2016年の観光産業トレンドを読み解く ―主力企業・団体の「年頭所感」を並べて整理してみた

航空・旅行・IT関連の各社トップが、2016年を迎え、年頭所感や新年のあいさつで今年の方針や決意を表明している。2015年は社会的にもインバウンドといったテーマが広く取り上げられる機会が増大。2016年も引き続き旅行・観光業への注目が高まることが期待される一方、各社はさらに「その先」を見込み、独自の戦略を表明している。

以下、1月4日までに公開されている各社の2016年方針を整理した(それ以降公開されるものについては、順次、追加する)。


日本政府観光局(JNTO) 松山良一理事長は、インバウンドへの日本社会全体の大きな期待に応え、さらに「クオリティの高い観光」を目指す方針を示している。

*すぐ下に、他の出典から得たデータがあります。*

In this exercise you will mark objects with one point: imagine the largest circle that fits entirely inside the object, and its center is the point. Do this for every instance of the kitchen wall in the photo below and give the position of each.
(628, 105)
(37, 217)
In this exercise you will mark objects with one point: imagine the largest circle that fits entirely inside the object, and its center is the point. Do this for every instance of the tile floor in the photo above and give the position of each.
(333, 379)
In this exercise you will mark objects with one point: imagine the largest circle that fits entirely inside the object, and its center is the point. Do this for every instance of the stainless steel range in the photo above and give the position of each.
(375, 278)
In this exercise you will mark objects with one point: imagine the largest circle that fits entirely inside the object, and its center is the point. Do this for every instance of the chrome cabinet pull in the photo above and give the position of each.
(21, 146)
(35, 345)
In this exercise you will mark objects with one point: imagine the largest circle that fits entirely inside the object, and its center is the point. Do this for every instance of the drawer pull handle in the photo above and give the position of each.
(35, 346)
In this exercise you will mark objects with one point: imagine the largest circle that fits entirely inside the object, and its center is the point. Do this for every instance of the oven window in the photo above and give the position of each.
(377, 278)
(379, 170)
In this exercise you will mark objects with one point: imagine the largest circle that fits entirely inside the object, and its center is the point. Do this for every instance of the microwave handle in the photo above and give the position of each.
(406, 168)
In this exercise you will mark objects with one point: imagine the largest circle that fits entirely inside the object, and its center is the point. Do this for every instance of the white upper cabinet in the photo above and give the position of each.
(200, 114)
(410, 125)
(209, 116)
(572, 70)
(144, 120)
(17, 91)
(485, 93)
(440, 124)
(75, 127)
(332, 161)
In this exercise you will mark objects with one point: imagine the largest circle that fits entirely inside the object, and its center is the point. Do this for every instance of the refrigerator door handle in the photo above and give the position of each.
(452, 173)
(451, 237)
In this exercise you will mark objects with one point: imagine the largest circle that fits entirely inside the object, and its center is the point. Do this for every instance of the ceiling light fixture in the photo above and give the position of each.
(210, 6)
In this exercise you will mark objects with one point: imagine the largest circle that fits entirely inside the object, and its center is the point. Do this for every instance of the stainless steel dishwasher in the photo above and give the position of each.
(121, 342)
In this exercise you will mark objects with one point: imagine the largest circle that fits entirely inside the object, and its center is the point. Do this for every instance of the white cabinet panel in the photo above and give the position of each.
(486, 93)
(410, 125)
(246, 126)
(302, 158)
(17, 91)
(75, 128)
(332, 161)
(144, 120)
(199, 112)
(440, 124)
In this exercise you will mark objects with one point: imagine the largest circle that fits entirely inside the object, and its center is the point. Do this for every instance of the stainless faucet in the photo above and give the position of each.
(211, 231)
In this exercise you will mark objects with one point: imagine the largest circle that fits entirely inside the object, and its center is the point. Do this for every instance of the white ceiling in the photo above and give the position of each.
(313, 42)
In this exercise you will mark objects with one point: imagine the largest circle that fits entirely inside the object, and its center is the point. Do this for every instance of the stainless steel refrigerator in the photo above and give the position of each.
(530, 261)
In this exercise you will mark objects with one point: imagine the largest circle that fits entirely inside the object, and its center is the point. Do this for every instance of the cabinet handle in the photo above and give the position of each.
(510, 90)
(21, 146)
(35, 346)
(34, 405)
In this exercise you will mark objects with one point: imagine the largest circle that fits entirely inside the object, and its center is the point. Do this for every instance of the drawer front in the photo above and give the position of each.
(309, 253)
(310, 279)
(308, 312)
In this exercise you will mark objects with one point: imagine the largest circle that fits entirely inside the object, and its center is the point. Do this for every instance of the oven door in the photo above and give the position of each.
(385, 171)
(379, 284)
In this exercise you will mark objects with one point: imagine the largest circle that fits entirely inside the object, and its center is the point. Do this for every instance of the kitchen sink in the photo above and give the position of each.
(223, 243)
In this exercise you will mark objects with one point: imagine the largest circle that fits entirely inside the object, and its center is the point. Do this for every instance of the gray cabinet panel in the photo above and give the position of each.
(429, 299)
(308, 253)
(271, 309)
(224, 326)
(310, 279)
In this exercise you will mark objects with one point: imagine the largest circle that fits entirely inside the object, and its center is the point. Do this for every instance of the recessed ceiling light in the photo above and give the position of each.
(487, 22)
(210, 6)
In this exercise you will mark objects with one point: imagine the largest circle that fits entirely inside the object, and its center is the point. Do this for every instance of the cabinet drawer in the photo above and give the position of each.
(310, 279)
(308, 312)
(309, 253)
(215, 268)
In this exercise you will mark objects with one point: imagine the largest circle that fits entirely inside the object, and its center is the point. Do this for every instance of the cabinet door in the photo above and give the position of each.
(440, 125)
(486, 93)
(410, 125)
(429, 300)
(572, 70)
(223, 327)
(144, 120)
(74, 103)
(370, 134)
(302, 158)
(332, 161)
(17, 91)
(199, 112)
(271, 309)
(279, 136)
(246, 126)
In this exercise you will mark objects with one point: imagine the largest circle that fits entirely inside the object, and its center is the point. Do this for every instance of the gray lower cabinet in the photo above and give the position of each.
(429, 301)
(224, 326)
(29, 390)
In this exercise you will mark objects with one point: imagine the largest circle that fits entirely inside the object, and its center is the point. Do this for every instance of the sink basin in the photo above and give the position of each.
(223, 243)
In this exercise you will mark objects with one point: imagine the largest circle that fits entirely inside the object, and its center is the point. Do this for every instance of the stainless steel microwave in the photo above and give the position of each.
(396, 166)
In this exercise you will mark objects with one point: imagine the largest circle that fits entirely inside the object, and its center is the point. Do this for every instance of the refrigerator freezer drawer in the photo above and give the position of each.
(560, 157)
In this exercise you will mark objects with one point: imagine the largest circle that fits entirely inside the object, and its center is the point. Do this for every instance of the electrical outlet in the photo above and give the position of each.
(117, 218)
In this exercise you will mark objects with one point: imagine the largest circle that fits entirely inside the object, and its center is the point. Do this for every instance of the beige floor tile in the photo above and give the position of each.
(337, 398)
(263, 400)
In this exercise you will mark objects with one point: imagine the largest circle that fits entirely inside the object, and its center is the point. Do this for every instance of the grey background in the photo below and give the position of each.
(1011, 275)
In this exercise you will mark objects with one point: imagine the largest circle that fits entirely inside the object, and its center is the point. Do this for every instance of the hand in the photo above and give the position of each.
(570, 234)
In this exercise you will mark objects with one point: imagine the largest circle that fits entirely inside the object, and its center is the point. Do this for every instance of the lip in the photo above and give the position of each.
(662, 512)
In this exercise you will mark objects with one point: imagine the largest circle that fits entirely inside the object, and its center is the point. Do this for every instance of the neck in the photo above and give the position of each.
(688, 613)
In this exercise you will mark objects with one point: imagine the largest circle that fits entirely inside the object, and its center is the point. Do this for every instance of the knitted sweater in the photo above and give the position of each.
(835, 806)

日本旅行業協会(JATA)会長・田川博己氏は、今年は2016年がブラジル・リオでのオリンピック開催を経て、次の開催地である日本への本格的な注目度が高まる重要な一年になると同時に、「海外渡航者2000万人達成」に向けた需要喚起への取り組みを表明した。

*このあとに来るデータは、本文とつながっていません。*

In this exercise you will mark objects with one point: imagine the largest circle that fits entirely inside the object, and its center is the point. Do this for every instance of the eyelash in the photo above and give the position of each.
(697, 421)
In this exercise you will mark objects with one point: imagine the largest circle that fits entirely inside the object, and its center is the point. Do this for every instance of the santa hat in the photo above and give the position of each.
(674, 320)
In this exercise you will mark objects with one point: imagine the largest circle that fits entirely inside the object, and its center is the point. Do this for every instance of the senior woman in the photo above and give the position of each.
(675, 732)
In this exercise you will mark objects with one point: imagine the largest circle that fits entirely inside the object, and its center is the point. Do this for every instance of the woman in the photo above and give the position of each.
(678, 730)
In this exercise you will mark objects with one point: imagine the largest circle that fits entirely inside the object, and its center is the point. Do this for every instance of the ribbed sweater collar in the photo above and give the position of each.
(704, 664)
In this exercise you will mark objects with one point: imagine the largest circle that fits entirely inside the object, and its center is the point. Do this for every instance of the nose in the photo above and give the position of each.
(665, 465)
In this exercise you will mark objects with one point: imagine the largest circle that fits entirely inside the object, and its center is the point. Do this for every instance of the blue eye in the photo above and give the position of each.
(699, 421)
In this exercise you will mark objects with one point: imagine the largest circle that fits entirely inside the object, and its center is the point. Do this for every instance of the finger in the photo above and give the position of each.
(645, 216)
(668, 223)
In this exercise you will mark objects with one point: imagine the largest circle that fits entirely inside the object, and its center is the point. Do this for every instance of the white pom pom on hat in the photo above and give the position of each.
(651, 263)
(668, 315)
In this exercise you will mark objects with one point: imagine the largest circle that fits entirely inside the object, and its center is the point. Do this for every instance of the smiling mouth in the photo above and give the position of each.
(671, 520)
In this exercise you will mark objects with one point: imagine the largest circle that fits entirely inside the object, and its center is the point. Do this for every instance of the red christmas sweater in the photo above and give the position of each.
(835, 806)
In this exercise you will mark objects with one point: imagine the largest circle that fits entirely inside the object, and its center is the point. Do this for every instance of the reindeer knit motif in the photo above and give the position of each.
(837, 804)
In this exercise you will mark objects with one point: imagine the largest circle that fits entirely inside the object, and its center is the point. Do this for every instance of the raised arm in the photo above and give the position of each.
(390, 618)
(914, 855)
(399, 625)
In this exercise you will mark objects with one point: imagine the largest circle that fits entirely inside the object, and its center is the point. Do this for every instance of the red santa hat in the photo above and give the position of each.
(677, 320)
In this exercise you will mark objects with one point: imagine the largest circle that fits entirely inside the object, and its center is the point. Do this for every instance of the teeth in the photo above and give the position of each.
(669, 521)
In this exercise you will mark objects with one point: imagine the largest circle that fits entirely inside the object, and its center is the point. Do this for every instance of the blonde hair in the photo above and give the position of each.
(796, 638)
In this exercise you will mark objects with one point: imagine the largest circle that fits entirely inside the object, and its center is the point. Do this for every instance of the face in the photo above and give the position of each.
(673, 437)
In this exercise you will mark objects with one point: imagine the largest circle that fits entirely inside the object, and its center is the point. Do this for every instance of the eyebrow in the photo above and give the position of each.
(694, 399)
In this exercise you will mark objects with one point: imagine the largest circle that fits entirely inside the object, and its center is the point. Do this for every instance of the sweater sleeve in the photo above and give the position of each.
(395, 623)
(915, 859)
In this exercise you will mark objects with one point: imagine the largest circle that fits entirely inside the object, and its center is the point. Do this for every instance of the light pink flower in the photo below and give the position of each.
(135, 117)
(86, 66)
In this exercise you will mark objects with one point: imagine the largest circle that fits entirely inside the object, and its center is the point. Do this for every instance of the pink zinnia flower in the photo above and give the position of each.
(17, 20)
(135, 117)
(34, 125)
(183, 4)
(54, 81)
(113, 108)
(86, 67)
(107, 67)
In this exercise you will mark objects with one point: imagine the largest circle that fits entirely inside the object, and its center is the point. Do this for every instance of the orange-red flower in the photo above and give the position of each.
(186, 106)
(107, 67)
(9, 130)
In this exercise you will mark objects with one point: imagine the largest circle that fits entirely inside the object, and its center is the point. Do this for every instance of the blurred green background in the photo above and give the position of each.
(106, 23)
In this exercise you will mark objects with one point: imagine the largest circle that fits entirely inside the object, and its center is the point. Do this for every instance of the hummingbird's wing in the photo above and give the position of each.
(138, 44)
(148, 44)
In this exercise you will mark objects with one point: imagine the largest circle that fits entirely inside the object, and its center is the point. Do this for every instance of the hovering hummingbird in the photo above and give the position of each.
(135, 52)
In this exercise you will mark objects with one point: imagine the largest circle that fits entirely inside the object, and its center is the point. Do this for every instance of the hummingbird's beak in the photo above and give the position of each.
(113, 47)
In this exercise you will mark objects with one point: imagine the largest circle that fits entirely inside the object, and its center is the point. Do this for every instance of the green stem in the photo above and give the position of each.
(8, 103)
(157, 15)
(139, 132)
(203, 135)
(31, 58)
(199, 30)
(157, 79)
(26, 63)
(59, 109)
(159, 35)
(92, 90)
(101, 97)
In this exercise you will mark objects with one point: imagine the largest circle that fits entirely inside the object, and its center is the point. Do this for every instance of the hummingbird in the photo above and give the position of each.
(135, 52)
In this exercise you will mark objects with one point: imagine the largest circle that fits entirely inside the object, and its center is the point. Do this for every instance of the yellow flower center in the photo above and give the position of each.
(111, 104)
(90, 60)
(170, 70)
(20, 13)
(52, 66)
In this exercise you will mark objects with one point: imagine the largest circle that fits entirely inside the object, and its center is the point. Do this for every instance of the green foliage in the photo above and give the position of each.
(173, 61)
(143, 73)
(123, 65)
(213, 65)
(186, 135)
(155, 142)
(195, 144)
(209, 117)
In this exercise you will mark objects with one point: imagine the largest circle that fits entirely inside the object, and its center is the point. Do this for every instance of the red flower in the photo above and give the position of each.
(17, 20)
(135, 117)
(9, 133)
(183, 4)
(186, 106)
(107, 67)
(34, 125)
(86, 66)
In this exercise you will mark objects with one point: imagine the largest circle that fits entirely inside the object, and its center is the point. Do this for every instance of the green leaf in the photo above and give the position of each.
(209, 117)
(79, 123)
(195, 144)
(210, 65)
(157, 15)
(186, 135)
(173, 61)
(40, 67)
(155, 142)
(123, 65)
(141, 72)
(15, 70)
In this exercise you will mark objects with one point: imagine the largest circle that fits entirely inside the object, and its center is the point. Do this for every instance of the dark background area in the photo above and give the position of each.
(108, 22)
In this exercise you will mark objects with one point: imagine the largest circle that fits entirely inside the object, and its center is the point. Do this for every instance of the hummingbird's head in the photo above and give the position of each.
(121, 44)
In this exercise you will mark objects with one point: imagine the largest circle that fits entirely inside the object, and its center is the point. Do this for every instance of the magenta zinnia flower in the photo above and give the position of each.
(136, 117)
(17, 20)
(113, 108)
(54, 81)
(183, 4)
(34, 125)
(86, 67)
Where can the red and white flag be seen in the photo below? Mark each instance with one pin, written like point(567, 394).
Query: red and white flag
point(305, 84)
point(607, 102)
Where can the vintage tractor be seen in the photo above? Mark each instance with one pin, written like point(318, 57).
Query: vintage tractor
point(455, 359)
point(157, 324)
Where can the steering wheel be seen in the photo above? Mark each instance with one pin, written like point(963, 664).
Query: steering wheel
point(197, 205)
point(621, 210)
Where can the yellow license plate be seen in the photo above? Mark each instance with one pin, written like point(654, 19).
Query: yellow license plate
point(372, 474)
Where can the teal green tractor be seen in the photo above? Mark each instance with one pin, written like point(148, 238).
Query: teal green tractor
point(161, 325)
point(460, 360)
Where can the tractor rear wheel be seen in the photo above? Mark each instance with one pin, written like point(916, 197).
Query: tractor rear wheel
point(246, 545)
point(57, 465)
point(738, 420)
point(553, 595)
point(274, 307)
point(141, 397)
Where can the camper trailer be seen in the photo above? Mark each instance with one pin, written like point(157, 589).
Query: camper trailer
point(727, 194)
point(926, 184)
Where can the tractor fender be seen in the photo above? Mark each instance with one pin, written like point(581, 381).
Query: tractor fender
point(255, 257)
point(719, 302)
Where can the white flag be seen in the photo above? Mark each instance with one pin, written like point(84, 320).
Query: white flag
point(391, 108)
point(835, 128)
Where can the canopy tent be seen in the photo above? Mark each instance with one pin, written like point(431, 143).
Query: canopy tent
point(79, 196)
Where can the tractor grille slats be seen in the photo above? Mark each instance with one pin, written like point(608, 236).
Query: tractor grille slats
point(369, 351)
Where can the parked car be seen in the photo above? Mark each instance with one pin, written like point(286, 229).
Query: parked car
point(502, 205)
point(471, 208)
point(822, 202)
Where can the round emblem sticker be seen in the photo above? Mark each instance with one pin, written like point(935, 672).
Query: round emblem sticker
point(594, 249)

旅行大手では、インバウンドと地方への送客をコアに、さらにリピーター獲得への加速へと動く傾向がうかがえる。加えて、JTBでは「世界発・世界着。」をテーマとするグローバル事業をさらに拡大。KNT-CT戸川氏は新・中期経営計画を軸に成長領域へのシフトを進めるなど、いずれも積極投資を進める方針。HIS平林氏はテーマパーク事業を通じた「観光ビジネス都市」構想、楽天・山本氏はビッグデータ解析力と最大限に駆使した「プラットフォーム進化」といった、それぞれの強みを生かした施策が表明されている。

また、ブッキングドットコムやエクスペディアなど外資系OTAでは、個人旅行者に向けたパーソナライゼーションに注力する方針が示されている。

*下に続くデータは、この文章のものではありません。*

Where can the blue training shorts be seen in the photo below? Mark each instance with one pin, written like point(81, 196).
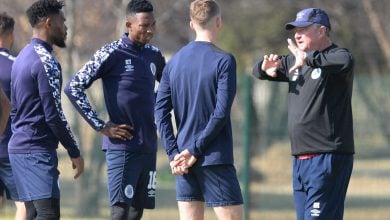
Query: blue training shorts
point(131, 178)
point(7, 181)
point(320, 186)
point(217, 185)
point(36, 175)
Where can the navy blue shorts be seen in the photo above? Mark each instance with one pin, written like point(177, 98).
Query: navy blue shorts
point(217, 185)
point(320, 186)
point(131, 178)
point(7, 181)
point(36, 175)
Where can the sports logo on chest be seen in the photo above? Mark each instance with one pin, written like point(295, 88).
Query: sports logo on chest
point(128, 66)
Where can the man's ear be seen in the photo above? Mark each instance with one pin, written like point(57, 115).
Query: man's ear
point(128, 24)
point(218, 22)
point(48, 21)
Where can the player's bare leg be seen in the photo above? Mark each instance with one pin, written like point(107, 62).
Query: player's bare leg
point(193, 210)
point(20, 211)
point(229, 212)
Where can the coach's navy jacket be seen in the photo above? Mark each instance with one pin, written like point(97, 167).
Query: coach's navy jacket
point(319, 101)
point(128, 72)
point(38, 122)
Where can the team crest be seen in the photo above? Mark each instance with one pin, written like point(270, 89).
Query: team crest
point(129, 191)
point(295, 75)
point(153, 68)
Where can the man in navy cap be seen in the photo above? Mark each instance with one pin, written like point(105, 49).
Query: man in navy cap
point(320, 78)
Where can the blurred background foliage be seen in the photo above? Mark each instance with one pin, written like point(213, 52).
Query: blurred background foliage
point(251, 29)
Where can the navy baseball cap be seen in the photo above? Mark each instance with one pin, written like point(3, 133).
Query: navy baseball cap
point(309, 16)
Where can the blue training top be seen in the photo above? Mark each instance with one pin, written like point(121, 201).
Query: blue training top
point(38, 122)
point(6, 61)
point(199, 83)
point(128, 72)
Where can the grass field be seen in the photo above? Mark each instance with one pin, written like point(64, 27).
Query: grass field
point(271, 198)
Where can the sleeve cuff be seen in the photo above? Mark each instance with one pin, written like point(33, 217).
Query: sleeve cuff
point(74, 153)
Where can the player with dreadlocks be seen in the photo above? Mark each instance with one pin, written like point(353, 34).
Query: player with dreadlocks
point(128, 68)
point(38, 121)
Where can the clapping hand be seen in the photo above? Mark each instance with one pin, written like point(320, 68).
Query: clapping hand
point(182, 162)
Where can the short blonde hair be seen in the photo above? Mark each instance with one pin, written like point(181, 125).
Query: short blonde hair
point(202, 11)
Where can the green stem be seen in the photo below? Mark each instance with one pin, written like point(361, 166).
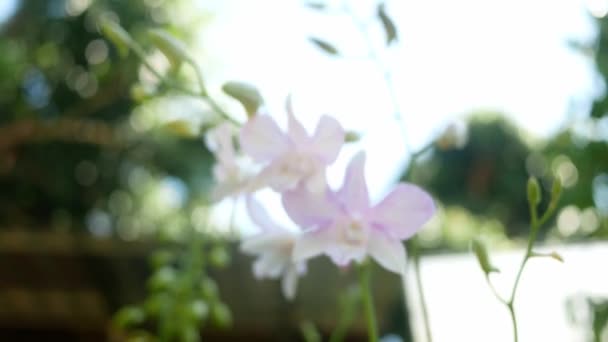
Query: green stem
point(415, 253)
point(349, 302)
point(514, 320)
point(535, 226)
point(368, 301)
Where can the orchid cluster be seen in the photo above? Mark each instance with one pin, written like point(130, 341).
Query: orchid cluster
point(342, 224)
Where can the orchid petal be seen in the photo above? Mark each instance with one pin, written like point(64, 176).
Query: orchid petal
point(354, 192)
point(328, 139)
point(317, 182)
point(289, 283)
point(264, 242)
point(268, 265)
point(260, 217)
point(403, 211)
point(308, 209)
point(262, 139)
point(389, 253)
point(297, 132)
point(312, 244)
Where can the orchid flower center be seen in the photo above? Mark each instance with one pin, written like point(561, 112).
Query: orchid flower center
point(354, 231)
point(297, 164)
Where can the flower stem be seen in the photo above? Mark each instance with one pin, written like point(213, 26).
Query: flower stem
point(368, 301)
point(415, 253)
point(535, 225)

航空大手では、JALは安全運航、顧客満足、財務面からなる具体的な経営目標の達成を強調。ANAも今後発表される新中期経営戦略にもとづき、財務体質強化、株式還元、人材育成といった面での施策を推進していく方針を示している。


行政・観光機関

松山氏は「観光の力で日本をより元気に」と題した所感を発表。2016年はインバウンドへの日本社会全体の大きな期待に応えるべく、「ビジット・ジャパンの旗手」として国内外での活動に専心。


田川氏は、2016年を「海外旅行復活の年」に設定。海外渡航者2000万人達成に向けた需要喚起への取り組みを表明。日本のツーリズムにとって重要な年になるとの予見を示した。


旅行会社・OTA

髙橋氏は、国内旅行では地域活性化と市場の拡大、グローバル事業では「世界発・世界着。」をテーマとする事業拡大方針を表明。訪日旅行者向けには、ネット販売や商品造成、日本到着後のタッチポイント増強など、多角的に事業強化を展開。


平林氏は、日本国内、海外ローカルに向けたアプローチをさらに推進することを発表。ハウステンボスでは「変なホテル」2期棟の建設などで観光ビジネス都市を目指す方針も示した。


戸川氏は、2016年が現在策定中の新・中期計画スタートの年であることを強調。シナジー効果をさらに高め、成長領域へのシフトと先行投資を進めていく。


丸尾氏は、2016年は経営計画「ACTIVE2016」最終年度であり、そのゴールを確実に達成するとの強い思いを表明。確固たる収益基盤を確立、次のステップに進めたいとしている。


山本氏は、同社の強みであるビッグデータ技術を通じてインバウンドと地方への送客を実現、新規顧客開拓とリピート化を推進。"予約"から"マッチングプラット"へ、プラットフォームの進化を目指す。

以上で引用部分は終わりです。